Global sensitivity analysis
Global sensitivity analysis is a Monte Carlo based method to rank the importance of parameters in a given modelling problem. As opposed to local senstivity analysis, it does not require the construction of the Jacobian, making it a flexible tool to evaluate complex problems.
Global sensitivty analysis is available in mainly uncertainty quantificaiton packages, as well as some flow and transport programs (e.g. iTOUGH2). GSA is also very popular in catchment modelling and civil engineering/risk analysis problems.

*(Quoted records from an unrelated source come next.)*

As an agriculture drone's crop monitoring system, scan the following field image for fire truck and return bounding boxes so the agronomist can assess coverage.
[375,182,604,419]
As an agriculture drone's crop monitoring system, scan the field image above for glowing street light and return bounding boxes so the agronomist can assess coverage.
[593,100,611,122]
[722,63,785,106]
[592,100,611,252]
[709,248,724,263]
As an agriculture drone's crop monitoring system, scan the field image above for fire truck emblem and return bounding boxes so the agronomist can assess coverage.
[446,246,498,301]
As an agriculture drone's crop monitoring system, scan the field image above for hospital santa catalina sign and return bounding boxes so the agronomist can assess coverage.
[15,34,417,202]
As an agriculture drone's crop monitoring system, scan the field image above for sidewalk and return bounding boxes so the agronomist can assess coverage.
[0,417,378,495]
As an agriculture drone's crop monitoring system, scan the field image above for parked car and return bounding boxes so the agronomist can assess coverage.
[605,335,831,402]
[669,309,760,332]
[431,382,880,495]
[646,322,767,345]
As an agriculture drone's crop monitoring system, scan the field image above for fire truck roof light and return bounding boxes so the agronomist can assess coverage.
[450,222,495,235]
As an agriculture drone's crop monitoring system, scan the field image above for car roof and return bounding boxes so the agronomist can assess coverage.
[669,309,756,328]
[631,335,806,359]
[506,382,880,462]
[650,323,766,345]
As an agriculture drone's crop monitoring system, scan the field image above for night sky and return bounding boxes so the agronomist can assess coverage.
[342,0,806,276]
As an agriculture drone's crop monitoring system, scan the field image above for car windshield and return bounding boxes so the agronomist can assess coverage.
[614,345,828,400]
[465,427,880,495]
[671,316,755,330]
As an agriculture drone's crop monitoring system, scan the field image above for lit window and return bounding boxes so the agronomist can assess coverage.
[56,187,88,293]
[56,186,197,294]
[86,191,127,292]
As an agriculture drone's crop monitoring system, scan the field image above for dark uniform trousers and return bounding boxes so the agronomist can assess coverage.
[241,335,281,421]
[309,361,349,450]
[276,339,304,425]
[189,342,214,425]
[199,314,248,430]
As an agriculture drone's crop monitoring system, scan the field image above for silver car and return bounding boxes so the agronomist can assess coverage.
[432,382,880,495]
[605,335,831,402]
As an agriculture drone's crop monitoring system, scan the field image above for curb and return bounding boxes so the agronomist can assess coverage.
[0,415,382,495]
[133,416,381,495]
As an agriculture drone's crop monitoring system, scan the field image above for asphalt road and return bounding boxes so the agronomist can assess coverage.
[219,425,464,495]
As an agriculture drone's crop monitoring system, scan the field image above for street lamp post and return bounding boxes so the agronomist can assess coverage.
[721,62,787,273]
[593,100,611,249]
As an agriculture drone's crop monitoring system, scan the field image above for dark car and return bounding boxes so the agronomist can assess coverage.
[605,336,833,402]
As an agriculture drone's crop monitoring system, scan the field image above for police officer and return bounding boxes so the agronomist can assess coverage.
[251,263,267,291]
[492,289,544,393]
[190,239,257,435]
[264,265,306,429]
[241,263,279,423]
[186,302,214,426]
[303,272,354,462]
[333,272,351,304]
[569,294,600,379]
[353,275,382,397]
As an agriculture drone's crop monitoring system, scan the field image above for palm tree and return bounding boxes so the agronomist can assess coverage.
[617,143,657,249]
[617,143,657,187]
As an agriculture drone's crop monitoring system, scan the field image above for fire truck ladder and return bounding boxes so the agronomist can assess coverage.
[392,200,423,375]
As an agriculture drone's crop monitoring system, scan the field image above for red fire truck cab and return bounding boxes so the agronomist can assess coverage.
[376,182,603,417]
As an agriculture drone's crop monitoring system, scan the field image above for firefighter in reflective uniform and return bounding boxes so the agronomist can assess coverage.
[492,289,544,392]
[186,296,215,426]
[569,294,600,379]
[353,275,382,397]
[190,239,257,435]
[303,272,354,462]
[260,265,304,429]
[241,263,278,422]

Some GSA work in hydrogeophysics (mainly by Berkeley Lab):
coupled hydrological-thermal-geophysical inversion (Tran et al 2017) > Nicely show how to simplify (i.e. reduce the number of parameters) for a very complex, highly coupled problem
making sense of global senstivity analysis (Wainwright et al 2014) > Very good review article
Sensitivity analysis of environmental models (Pianosi et al 2014) > A systematic review, includes GLUE and RSA
hydrogeology of a nuclear site in the Paris Basin (Deman et al 2016) > A different GSA method was used instead here to look at the low probability breakthrough events
Global Sensitivity and Data-Worth Analyses in iTOUGH2 User’s Guide (Wainwright et al 2016) > An useful manual if you want to learn about the details of setting up a probllem.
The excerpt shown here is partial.